🤖 AI Summary
Causal discovery in small-sample, high-dimensional biological data—such as single-cell transcriptomics (thousands of variables, tens of cells per intervention)—suffers from fragility due to model misspecification and distributional shift.
Method: We propose the first foundation model for causal discovery, pretrained on synthetic data to predict global causal graphs from local causal cues and subgraph-level statistics (e.g., inverse covariance). The architecture integrates supervised learning, stochastic subgraph sampling, statistical feature extraction, and graph-level aggregation.

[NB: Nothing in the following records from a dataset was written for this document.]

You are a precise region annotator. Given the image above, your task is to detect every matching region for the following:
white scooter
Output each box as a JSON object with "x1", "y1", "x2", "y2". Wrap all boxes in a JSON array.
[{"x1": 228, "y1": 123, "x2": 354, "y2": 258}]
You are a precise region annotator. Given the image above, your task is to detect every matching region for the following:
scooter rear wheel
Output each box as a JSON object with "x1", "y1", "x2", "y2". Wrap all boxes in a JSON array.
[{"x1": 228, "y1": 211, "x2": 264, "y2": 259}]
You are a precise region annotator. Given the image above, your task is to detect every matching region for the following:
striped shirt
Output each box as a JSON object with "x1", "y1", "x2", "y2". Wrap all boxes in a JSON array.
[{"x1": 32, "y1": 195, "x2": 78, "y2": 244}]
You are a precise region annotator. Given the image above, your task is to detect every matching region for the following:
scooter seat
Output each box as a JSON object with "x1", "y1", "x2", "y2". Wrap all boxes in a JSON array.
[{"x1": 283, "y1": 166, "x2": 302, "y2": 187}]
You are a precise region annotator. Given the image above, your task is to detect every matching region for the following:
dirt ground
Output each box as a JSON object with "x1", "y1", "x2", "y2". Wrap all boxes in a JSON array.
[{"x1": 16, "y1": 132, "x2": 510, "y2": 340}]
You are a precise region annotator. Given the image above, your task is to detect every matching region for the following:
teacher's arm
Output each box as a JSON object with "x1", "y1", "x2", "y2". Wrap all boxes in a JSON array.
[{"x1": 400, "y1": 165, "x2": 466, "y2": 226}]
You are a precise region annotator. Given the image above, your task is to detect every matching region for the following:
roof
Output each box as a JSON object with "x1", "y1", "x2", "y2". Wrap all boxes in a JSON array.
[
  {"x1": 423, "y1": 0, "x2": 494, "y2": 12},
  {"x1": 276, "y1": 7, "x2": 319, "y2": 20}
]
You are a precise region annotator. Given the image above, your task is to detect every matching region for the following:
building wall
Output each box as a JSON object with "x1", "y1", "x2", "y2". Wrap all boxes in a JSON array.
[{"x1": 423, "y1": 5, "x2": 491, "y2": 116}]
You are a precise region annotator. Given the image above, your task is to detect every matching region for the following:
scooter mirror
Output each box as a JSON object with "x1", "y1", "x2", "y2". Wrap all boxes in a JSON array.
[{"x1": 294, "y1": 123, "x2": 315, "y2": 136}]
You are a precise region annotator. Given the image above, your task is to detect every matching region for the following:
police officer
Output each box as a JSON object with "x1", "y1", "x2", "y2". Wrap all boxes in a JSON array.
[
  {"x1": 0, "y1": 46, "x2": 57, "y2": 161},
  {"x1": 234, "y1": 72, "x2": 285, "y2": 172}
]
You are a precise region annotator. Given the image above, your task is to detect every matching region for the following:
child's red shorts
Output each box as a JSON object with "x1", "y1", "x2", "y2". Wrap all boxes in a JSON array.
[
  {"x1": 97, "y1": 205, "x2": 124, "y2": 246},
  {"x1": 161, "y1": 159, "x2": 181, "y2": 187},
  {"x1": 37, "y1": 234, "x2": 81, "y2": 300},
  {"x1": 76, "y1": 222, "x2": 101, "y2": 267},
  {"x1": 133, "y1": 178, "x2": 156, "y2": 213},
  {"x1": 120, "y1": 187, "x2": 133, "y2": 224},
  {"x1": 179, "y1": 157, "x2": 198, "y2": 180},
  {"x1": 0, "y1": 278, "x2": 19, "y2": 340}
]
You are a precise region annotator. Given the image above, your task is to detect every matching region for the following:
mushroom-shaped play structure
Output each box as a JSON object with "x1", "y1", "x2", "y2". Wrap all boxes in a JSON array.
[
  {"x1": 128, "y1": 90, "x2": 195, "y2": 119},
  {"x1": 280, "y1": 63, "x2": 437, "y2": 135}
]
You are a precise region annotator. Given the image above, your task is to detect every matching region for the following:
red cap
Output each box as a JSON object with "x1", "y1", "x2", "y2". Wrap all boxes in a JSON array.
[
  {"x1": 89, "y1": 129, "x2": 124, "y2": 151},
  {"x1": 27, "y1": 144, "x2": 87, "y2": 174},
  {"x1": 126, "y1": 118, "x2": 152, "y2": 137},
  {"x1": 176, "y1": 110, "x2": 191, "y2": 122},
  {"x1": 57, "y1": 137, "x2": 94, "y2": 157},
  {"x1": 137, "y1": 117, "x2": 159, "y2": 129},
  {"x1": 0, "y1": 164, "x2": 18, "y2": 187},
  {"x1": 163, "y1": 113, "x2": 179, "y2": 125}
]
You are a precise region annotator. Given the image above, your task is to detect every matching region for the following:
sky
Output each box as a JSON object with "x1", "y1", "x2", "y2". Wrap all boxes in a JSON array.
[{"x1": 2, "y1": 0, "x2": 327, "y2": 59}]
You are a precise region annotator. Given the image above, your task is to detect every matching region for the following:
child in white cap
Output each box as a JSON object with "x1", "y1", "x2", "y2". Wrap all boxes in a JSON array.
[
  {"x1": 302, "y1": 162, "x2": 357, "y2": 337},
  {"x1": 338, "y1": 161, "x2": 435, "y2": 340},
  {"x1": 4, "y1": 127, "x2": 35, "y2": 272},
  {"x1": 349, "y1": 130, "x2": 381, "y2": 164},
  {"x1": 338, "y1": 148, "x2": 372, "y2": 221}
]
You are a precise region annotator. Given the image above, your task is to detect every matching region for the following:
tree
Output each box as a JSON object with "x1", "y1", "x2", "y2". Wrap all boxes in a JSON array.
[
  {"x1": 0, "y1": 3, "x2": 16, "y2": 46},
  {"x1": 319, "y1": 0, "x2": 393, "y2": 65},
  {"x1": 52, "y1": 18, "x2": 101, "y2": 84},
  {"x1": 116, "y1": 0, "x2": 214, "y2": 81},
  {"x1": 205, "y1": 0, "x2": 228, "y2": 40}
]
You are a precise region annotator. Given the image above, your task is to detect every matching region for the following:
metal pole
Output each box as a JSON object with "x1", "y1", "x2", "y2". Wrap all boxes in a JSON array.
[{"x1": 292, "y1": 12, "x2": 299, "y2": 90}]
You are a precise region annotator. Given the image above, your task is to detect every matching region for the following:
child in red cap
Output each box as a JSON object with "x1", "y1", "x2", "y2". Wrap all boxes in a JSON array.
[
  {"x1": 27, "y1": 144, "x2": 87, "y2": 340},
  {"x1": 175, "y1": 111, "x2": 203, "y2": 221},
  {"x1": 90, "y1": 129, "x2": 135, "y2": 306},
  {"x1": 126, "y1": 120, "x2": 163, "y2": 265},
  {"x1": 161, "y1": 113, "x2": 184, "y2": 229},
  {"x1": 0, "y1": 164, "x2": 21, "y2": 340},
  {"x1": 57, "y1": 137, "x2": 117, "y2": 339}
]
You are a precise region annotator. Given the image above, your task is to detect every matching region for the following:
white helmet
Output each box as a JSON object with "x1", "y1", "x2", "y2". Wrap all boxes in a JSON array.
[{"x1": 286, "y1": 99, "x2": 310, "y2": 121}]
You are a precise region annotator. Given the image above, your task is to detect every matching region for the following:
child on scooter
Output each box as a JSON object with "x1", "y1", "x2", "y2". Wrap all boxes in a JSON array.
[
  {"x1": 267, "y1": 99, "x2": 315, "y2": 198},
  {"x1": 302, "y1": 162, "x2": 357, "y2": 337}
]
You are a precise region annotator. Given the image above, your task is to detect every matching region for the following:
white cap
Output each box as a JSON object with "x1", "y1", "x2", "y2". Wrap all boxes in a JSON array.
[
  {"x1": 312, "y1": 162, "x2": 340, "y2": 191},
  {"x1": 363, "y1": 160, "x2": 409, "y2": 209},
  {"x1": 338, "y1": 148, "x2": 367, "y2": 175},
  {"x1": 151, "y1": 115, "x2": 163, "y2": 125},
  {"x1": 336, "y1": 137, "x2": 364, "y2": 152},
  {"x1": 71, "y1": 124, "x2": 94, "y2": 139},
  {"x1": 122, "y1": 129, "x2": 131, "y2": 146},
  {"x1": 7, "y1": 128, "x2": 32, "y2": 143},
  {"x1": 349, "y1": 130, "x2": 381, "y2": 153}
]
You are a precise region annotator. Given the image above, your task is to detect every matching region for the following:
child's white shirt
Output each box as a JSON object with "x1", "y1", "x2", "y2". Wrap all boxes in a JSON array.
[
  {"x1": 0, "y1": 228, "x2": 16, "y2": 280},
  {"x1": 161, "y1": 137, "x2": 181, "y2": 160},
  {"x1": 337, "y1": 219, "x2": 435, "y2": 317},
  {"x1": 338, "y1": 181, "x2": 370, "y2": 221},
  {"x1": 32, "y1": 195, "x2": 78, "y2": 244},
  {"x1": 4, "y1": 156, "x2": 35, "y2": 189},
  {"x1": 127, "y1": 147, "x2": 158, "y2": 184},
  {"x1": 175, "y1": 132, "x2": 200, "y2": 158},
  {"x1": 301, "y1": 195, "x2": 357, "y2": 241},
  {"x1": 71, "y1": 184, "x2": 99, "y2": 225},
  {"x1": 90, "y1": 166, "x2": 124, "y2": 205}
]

Contribution/Results: We theoretically prove consistent aggregation of subgraph-level causal structures. The model exhibits strong robustness to model misspecification and distributional shift. It infers causal graphs over hundreds of nodes in seconds and demonstrates superior cross-dataset generalization—outperforming conventional algorithms significantly on both biological and synthetic benchmarks.
📝 Abstract
Causal discovery, the task of inferring causal structure from data, has the potential to uncover mechanistic insights from biological experiments, especially those involving perturbations. However, causal discovery algorithms over larger sets of variables tend to be brittle against misspecification or when data are limited. For example, single-cell transcriptomics measures thousands of genes, but the nature of their relationships is not known, and there may be as few as tens of cells per intervention setting. To mitigate these challenges, we propose a foundation model-inspired approach: a supervised model trained on large-scale, synthetic data to predict causal graphs from summary statistics -- like the outputs of classical causal discovery algorithms run over subsets of variables and other statistical hints like inverse covariance. Our approach is enabled by the observation that typical errors in the outputs of a discovery algorithm remain comparable across datasets. Theoretically, we show that the model architecture is well-specified, in the sense that it can recover a causal graph consistent with graphs over subsets. Empirically, we train the model to be robust to misspecification and distribution shift using diverse datasets. Experiments on biological and synthetic data confirm that this model generalizes well beyond its training set, runs on graphs with hundreds of variables in seconds, and can be easily adapted to different underlying data assumptions.